Serological testing for antibodies against the different pathogens was performed with a fluorescent bead-based multiplex immunoassay (MMRV-MIA) using Luminex technology for simultaneous detection of measles, mumps, rubella, and varicella antibodies (13). For HiB, pneumococcus, and MenC antibody concentrations were determined likewise in separate assays (14, 15). Thirteen pneumococcal serotypes were analyzed in this study (i.e., serotype 1, 3, 4, 5, 6A, 6B, 7F, 9V, 14, 18C, 19A, 19F, and 23F). For CMV an ELISA kit, ETI-CYTOK-G PLUS (DiaSorin, Saluggia, Italy), was used with an upper detection limit of 10 IU/mL (3). Measurements above this threshold were set at 10 IU/mL (n = 149). IgG concentrations against all pathogens were determined and calibrated against internationally generally accepted standards, such as the World Health Organization (WHO) cut-offs.

Variables

For the measurement of socioeconomic status, the highest completed level of education and the net household income per month (NHI) were used as SES indicators. Educational level was divided in the categories low (i.e., no or primary education), intermediate (i.e., junior technical school, lower general or intermediate vocational secondary education), and high (i.e., higher vocational or higher general secondary education, pre-university or university education) (12). For NHI, low SES was defined as <€1,150, intermediate SES as €1,151–€3,050, and high SES as >€3,050 per month. As educational level and NHI are related but are not considered to be interchangeable, we decided to use both in separate analyses and in a combined analysis (16). Other characteristics that might be related to SES include age, sex, and ethnicity (16, 17). Therefore, the analyses were conducted with all ages combined and stratified by age group (i.e., 40–49, 50–59, 60–69, and 70–79 years). We also performed unadjusted and adjusted analyses, taking into account age category, sex, and ethnicity (Dutch vs. non-Dutch).

Data analyses

We only included participants for whom all determinants and all antibody response data were available, and who were most likely not vaccinated against the selected pathogens (based on available vaccination data).

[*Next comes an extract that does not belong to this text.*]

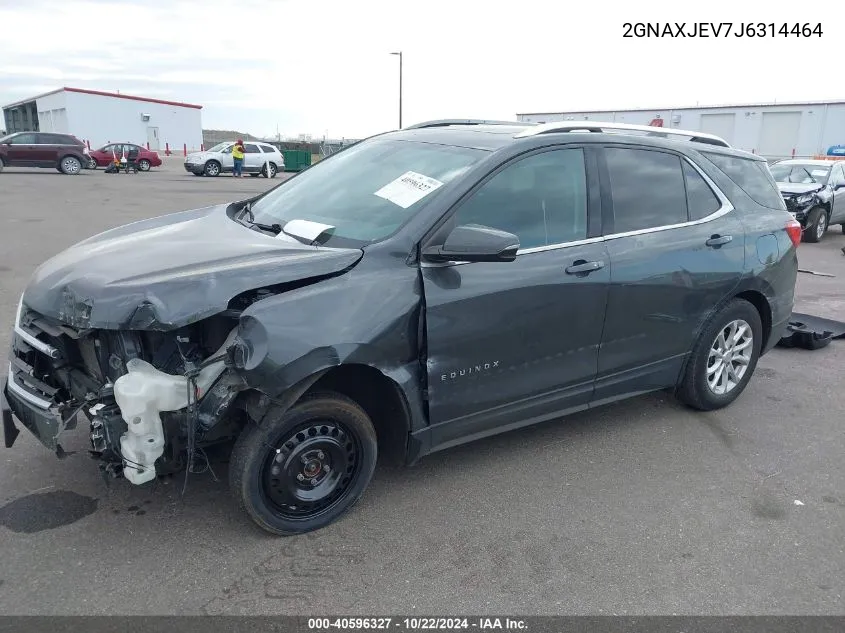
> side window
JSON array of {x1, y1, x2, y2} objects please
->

Geometric mean concentrations (GMC) with 95% confidence intervals (CI) were calculated per subgroup based on the categorization of educational level or NHI, and age. The survey design with five strata (regions) and 40 clusters (municipalities) was taken into account in all analyses, which corrected the standard error of the estimates. Linear regression analyses were performed to study the association between SES and the logarithmically transformed antibody concentration against the different pathogens. Separate linear regression analyses were conducted between NHI and educational level and pathogen-specific antibody level, for all ages combined and stratified by age groups. In the crude model, only the SES variable was included, while the adjusted model included age category, sex, and ethnicity. The interaction with age category was tested as well. We also performed a similar analysis of educational level and NHI combined, in which we only compared participants who were in the high category for both educational level and NHI to participants who were in the low category for educational level and NHI. The same was done for people who were in the intermediate category for educational level and NHI (vs. low category). In all analyses, we present the results as GMC ratios comparing high and intermediate SES to low SES. In addition to the separate pneumococcal serotype specific regression models, a generalized estimation equation model (GEE) was applied to obtain an overall estimate of the GMC ratio across all pneumococcal serotypes with corresponding 95% CI, as the strength of the association with SES did not differ greatly between serotypes. The model included the SES determinant, and serotype for the crude estimates, combined with age category, sex, and ethnicity for the adjusted estimates. An exchangeable working correlation structure was used. P < 0.05 were considered significant. All analyses were conducted in SAS 9.4.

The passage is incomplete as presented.